Allergen-specific type 2 CD4⁺ T_H2 cells are critically involved in the pathogenesis of IgE-mediated allergic diseases. However, the heterogeneity of the T_H2 response has only recently been appreciated.

Objective

We sought to characterize at the single-cell level the ex vivo phenotype, transcriptomic profile, and T-cell receptor (TCR) repertoire of circulating CD4⁺ T cells specific to the major dog allergens Can f 1, Can f 4, and Can f 5 in subjects with and without dog allergy.

Methods

Dog allergen–specific memory CD4⁺ T cells were detected ex vivo by flow cytometry using a CD154-based enrichment assay and single-cell sorted for targeted gene expression analysis and TCR sequencing.

Results

Dog allergen–specific T-cell responses in allergic subjects were dominantly of T_H2 type. T_H2 cells could be phenotypically further divided into 3 subsets, which consisted of T_H2-like (CCR6⁻CXCR3⁻CRTH2⁻), T_H2 (CCR6⁻CXCR3⁻CRTH2⁺CD161⁻), and T_H2A (CCR6⁻CXCR3⁻CRTH2⁺CD161⁺CD27⁻) cells. All these subsets were nonexistent within the allergen-specific T-cell repertoire of healthy subjects. Single-cell transcriptomic profiling confirmed the T_H2-biased signature in allergen-specific T cells from allergic subjects and revealed a T_H1/T_H17 signature in nonallergic subjects.
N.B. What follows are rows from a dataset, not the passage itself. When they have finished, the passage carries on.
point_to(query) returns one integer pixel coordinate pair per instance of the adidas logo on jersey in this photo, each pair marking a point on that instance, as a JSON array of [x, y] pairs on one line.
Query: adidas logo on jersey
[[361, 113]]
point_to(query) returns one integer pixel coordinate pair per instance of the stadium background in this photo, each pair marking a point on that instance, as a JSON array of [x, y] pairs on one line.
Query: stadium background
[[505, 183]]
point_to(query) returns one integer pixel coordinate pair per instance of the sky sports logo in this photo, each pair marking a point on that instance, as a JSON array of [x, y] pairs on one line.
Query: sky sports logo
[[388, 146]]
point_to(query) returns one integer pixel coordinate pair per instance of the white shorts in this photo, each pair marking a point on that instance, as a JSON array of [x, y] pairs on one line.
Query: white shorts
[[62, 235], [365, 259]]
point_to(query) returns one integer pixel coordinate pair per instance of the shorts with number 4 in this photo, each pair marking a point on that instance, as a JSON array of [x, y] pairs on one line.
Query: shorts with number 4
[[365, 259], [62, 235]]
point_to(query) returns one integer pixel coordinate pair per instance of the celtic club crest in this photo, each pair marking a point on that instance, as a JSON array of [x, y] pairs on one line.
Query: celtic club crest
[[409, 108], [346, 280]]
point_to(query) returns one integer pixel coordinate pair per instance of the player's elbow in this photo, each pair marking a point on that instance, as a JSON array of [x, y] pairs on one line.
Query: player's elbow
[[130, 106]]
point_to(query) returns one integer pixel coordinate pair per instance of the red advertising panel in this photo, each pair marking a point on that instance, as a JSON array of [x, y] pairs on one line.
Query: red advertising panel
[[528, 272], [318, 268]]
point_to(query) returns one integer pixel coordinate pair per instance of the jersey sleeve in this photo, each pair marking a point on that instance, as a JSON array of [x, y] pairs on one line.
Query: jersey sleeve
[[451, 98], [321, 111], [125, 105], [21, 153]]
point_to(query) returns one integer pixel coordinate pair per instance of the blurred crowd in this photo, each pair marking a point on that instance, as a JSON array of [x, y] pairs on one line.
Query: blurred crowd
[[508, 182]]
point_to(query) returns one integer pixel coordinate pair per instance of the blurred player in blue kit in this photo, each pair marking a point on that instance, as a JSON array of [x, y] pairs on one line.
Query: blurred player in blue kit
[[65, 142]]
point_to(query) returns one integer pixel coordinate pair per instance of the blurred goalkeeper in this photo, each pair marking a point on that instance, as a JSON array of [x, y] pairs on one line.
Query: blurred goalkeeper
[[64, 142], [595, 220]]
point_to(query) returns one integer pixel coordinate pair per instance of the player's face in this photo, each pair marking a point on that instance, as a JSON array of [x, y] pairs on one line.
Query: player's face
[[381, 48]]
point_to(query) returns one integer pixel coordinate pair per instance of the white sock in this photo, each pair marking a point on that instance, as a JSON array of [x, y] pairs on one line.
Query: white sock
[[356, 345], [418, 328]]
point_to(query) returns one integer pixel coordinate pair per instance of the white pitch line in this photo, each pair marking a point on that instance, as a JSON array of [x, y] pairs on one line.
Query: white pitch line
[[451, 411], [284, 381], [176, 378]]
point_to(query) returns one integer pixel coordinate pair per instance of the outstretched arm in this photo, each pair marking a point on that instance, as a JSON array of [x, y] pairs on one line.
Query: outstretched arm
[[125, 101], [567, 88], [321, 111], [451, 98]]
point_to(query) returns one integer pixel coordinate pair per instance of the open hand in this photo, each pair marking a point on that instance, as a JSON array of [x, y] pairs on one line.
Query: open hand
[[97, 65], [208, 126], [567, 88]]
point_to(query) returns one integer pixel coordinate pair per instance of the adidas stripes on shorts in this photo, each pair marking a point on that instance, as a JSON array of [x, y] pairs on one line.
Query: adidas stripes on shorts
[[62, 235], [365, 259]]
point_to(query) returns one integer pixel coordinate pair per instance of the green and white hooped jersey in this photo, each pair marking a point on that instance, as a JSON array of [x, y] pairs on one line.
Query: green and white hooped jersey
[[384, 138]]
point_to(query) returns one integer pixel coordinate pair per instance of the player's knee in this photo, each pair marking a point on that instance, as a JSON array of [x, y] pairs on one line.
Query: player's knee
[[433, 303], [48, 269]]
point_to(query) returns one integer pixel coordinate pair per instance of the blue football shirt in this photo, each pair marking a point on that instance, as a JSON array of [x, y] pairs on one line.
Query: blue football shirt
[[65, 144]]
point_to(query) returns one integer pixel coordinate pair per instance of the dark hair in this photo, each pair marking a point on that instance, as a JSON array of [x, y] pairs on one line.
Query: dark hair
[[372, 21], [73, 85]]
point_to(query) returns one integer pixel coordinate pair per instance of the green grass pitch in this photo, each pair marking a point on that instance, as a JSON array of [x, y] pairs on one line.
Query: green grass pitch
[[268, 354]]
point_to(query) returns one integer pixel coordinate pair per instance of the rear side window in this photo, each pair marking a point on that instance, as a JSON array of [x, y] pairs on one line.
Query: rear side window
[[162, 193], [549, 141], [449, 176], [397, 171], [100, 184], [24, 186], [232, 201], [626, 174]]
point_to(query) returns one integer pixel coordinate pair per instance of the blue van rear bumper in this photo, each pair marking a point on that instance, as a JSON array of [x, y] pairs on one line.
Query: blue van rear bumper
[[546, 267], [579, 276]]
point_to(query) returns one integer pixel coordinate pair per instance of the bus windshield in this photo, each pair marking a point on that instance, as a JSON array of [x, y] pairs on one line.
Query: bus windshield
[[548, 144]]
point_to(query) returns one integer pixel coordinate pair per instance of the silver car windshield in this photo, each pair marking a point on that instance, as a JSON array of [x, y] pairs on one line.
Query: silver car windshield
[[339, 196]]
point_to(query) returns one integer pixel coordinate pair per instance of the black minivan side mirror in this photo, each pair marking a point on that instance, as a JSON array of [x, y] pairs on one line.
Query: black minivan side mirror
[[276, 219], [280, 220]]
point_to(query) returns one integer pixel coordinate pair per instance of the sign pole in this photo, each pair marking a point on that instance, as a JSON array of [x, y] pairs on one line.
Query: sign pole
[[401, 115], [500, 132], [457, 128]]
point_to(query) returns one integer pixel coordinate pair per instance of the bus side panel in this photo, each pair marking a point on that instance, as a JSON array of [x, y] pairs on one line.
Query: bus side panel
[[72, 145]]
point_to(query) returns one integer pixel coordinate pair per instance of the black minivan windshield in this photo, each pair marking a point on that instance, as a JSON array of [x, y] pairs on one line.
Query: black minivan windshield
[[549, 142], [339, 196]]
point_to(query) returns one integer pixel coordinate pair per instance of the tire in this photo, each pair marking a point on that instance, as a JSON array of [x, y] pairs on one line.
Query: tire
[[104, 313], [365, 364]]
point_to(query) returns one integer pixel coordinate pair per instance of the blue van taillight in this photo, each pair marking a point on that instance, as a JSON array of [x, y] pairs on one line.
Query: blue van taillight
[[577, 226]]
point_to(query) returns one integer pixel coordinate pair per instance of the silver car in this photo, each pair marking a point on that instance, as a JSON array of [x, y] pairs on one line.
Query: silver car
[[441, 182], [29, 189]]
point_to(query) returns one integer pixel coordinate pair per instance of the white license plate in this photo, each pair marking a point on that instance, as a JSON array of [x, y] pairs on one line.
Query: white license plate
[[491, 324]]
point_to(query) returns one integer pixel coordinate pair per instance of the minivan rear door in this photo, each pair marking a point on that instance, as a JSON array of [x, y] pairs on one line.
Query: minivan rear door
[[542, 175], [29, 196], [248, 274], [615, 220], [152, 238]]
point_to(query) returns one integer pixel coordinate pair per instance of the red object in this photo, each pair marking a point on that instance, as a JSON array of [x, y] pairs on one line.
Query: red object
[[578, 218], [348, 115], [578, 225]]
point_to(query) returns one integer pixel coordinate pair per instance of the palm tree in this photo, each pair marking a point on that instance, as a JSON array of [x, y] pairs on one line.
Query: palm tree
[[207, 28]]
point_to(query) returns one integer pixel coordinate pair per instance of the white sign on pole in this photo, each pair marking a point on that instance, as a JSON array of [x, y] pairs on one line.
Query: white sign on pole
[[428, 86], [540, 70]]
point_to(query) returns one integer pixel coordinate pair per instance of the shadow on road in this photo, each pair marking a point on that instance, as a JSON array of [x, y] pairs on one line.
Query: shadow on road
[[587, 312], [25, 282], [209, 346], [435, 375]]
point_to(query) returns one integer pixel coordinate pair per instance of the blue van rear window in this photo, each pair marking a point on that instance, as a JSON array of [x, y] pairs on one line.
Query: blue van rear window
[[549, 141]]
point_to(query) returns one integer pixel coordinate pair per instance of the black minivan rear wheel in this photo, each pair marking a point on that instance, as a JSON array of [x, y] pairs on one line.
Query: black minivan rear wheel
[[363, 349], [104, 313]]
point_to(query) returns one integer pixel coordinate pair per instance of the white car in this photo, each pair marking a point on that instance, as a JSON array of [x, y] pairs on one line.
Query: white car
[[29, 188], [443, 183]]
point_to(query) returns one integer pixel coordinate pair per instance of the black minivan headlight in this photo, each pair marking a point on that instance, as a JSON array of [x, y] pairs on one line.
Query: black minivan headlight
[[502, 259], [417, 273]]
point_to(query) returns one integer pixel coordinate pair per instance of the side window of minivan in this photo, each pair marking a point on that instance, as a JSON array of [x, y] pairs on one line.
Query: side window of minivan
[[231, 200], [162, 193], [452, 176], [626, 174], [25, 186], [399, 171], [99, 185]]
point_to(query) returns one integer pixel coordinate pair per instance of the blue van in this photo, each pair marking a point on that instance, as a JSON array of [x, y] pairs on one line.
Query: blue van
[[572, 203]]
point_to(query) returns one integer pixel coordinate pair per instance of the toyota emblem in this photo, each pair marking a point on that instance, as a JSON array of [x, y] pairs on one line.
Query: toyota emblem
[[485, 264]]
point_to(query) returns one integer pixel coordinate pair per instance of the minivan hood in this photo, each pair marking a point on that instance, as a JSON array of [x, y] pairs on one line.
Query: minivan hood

TCR repertoire analyses showed that dog allergen–specific T cells were diverse and allergic subjects demonstrated less clonality compared to nonallergic donors. Finally, TCR and transcriptomic analyses revealed a close relationship between T_H2-like, T_H2, and T_H2A cells, with the last ones representing the most terminally differentiated and highly polarized subtype.

Conclusions

Our study demonstrates heterogeneity within allergen-specific TH2 cells at the single-cell level. The results may be utilized for improving immune monitoring after allergen immunotherapy and for designing targeted immunomodulatory approaches.